Nagui a déposé en février une plainte contre X auprès du procureur de Paris, après des propos tenus à son encontre en décembre par le député et rapporteur de la commission d’enquête sur la neutralité du service public audiovisuel, Charles Alloncle. L’animateur de France 2 doit être entendu le 1er avril par cette même commission, où son statut d’animateur et de producteur sera examiné.
Les propos à l’origine de la procédure ont été formulés lors d’une émission digitale, Les Incorrectibles, en décembre dernier. Selon les éléments rendus publics, Charles Alloncle y aurait déclaré, au conditionnel, que Nagui serait « la personne sur les dix dernières années en France qui s’est le plus enrichie sur l’argent public ». Alloncle intervient en tant que rapporteur de la commission d’enquête parlementaire chargée d’évaluer la neutralité du service public audiovisuel.
Après ces déclarations, Nagui a répondu publiquement par un long message publié sur Instagram, dénonçant une mise en cause suivie d’une « pêche en pâture » et évoquant la possibilité d’une action judiciaire. Selon Le Nouvel Observateur, confirmées par Puremédias, l’animateur a concrétisé cette intention en déposant une plainte contre X en février auprès du procureur de Paris.
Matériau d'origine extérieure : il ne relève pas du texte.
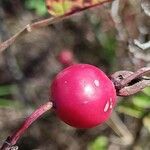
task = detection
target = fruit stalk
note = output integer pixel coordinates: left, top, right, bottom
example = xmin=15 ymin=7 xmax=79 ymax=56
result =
xmin=0 ymin=102 xmax=53 ymax=150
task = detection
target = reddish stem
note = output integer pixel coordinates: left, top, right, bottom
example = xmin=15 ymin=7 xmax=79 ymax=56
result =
xmin=120 ymin=67 xmax=150 ymax=87
xmin=0 ymin=102 xmax=53 ymax=150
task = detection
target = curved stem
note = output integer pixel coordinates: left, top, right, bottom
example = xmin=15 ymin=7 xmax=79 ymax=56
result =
xmin=0 ymin=102 xmax=53 ymax=150
xmin=120 ymin=67 xmax=150 ymax=87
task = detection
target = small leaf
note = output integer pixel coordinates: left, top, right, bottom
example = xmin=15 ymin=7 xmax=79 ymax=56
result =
xmin=132 ymin=94 xmax=150 ymax=108
xmin=45 ymin=0 xmax=110 ymax=16
xmin=143 ymin=116 xmax=150 ymax=132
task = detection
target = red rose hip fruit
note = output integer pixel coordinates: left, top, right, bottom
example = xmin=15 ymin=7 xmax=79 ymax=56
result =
xmin=51 ymin=64 xmax=116 ymax=128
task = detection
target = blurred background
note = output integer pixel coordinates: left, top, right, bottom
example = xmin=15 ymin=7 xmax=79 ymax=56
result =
xmin=0 ymin=0 xmax=150 ymax=150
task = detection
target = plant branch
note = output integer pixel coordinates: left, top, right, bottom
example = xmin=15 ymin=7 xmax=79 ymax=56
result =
xmin=0 ymin=0 xmax=113 ymax=53
xmin=111 ymin=67 xmax=150 ymax=96
xmin=0 ymin=102 xmax=53 ymax=150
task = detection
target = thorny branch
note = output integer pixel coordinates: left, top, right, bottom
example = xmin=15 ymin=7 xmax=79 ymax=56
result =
xmin=111 ymin=67 xmax=150 ymax=96
xmin=0 ymin=102 xmax=53 ymax=150
xmin=0 ymin=0 xmax=111 ymax=53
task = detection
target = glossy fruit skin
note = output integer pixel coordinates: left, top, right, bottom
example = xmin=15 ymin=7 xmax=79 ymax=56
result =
xmin=51 ymin=64 xmax=116 ymax=128
xmin=58 ymin=49 xmax=74 ymax=66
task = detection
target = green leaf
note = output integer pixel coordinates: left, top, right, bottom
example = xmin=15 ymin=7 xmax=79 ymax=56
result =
xmin=0 ymin=85 xmax=16 ymax=96
xmin=88 ymin=136 xmax=108 ymax=150
xmin=25 ymin=0 xmax=47 ymax=16
xmin=143 ymin=116 xmax=150 ymax=132
xmin=46 ymin=0 xmax=112 ymax=16
xmin=143 ymin=87 xmax=150 ymax=96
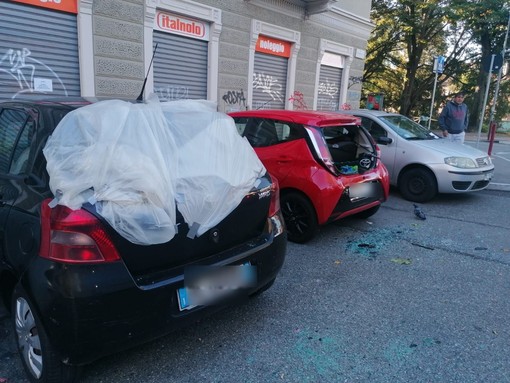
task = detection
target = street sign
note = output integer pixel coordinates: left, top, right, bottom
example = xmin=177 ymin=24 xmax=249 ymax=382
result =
xmin=432 ymin=56 xmax=445 ymax=73
xmin=482 ymin=54 xmax=503 ymax=73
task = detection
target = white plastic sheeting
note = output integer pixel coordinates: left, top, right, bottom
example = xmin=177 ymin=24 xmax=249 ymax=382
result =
xmin=44 ymin=100 xmax=265 ymax=245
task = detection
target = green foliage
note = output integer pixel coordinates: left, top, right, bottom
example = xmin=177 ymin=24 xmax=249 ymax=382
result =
xmin=363 ymin=0 xmax=510 ymax=124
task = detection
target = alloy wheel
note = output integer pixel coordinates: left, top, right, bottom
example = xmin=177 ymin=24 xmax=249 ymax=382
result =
xmin=15 ymin=297 xmax=43 ymax=379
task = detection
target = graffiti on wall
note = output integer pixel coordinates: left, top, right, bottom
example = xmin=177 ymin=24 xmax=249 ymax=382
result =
xmin=154 ymin=85 xmax=189 ymax=101
xmin=317 ymin=79 xmax=339 ymax=110
xmin=319 ymin=79 xmax=338 ymax=98
xmin=253 ymin=73 xmax=283 ymax=102
xmin=0 ymin=48 xmax=68 ymax=98
xmin=222 ymin=89 xmax=246 ymax=110
xmin=289 ymin=90 xmax=308 ymax=110
xmin=348 ymin=76 xmax=363 ymax=88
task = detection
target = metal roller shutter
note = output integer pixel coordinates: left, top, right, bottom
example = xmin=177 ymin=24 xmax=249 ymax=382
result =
xmin=153 ymin=31 xmax=208 ymax=101
xmin=317 ymin=65 xmax=342 ymax=110
xmin=0 ymin=2 xmax=80 ymax=99
xmin=252 ymin=52 xmax=288 ymax=109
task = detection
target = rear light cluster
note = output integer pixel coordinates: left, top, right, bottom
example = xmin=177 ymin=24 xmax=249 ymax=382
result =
xmin=39 ymin=199 xmax=120 ymax=263
xmin=306 ymin=128 xmax=338 ymax=176
xmin=269 ymin=176 xmax=280 ymax=217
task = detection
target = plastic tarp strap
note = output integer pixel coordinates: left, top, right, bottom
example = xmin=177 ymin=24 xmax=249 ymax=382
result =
xmin=44 ymin=100 xmax=265 ymax=245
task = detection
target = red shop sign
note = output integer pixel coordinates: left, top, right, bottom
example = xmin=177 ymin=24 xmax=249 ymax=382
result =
xmin=255 ymin=36 xmax=292 ymax=57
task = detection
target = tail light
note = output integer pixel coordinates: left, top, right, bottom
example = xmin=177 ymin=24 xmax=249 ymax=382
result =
xmin=269 ymin=177 xmax=280 ymax=217
xmin=39 ymin=199 xmax=120 ymax=263
xmin=306 ymin=128 xmax=338 ymax=176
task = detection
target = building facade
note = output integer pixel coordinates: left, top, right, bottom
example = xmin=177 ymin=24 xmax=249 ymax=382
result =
xmin=0 ymin=0 xmax=373 ymax=112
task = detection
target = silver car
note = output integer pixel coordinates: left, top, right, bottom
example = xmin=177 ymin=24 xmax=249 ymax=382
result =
xmin=339 ymin=109 xmax=494 ymax=202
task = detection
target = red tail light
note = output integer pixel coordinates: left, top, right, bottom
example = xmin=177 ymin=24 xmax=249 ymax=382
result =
xmin=39 ymin=199 xmax=120 ymax=263
xmin=269 ymin=177 xmax=280 ymax=217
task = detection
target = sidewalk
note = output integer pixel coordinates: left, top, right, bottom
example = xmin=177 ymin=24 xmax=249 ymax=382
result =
xmin=434 ymin=130 xmax=510 ymax=145
xmin=465 ymin=132 xmax=510 ymax=145
xmin=465 ymin=132 xmax=510 ymax=192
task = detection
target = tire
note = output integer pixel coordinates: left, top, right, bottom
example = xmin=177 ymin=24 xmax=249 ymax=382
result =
xmin=354 ymin=205 xmax=381 ymax=219
xmin=11 ymin=285 xmax=79 ymax=383
xmin=280 ymin=192 xmax=319 ymax=243
xmin=250 ymin=277 xmax=276 ymax=298
xmin=398 ymin=168 xmax=437 ymax=202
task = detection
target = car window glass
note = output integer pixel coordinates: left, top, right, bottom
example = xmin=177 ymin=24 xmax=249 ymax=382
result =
xmin=0 ymin=108 xmax=30 ymax=174
xmin=361 ymin=117 xmax=388 ymax=138
xmin=235 ymin=118 xmax=279 ymax=148
xmin=380 ymin=115 xmax=437 ymax=140
xmin=9 ymin=117 xmax=35 ymax=174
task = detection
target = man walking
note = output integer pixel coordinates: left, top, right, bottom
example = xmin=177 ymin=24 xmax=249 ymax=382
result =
xmin=438 ymin=92 xmax=469 ymax=144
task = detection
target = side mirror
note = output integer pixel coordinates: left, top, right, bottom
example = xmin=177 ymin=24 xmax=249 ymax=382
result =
xmin=377 ymin=136 xmax=393 ymax=145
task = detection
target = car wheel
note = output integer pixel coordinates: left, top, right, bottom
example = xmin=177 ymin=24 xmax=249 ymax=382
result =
xmin=280 ymin=193 xmax=319 ymax=243
xmin=12 ymin=286 xmax=79 ymax=383
xmin=250 ymin=277 xmax=276 ymax=298
xmin=398 ymin=168 xmax=437 ymax=202
xmin=354 ymin=205 xmax=381 ymax=219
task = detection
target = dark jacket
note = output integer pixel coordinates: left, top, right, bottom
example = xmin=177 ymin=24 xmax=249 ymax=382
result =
xmin=438 ymin=101 xmax=469 ymax=134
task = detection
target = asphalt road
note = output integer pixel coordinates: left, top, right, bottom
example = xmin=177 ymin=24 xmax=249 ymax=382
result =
xmin=0 ymin=142 xmax=510 ymax=383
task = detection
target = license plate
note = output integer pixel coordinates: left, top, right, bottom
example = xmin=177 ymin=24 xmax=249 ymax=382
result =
xmin=349 ymin=182 xmax=375 ymax=202
xmin=177 ymin=263 xmax=257 ymax=311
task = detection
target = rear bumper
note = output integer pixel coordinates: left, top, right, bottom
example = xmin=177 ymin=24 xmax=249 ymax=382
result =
xmin=22 ymin=232 xmax=287 ymax=365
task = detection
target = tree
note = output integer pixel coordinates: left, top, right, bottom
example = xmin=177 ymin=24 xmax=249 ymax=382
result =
xmin=363 ymin=0 xmax=508 ymax=129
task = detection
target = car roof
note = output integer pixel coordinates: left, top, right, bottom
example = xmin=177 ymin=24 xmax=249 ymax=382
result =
xmin=338 ymin=109 xmax=402 ymax=117
xmin=229 ymin=109 xmax=361 ymax=128
xmin=0 ymin=97 xmax=92 ymax=109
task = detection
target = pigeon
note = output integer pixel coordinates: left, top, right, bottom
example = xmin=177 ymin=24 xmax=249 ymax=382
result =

Des propos polémiques aux conséquences judiciaires
La plainte déposée vise des faits qualifiés de « cyberharcèlement » et cible, d’après la version fournie à la presse, l’ensemble des personnes ayant participé à ce que l’entourage de Nagui décrit comme une « campagne de haine ». Le texte de la plainte, tel que rapporté, mentionne des contenus prenant « la forme d’injures, de menaces ou d’incitations à porter atteinte à son intégrité physique et psychique ».
Parmi les éléments évoqués dans la plainte figurent des attaques à caractère raciste, ciblant les origines égyptiennes de l’animateur, selon les précisions communiquées au Nouvel Obs. La procédure a été engagée avant l’audition parlementaire prévue le 1er avril, date à laquelle Nagui devra répondre devant la commission des questions relatives à ses activités.
Lors de cette audition, la commission interrogera Nagui sur son double statut: animateur emblématique de France 2, notamment des émissions N’oubliez pas les paroles et Taratata, et producteur via sa société Air Productions, structure qui assure une part de son activité professionnelle avec des contrats liés au service public audiovisuel.
Outre Nagui, d’autres personnalités liées au paysage audiovisuel public sont attendues devant la commission. Les noms mentionnés publiquement comprennent David Pujadas, Michel Drucker et Patrick Sébastien. Ce dernier a déjà pris la parole sur le sujet dans l’émission Tout beau, tout neuf diffusée sur W9, selon les informations disponibles.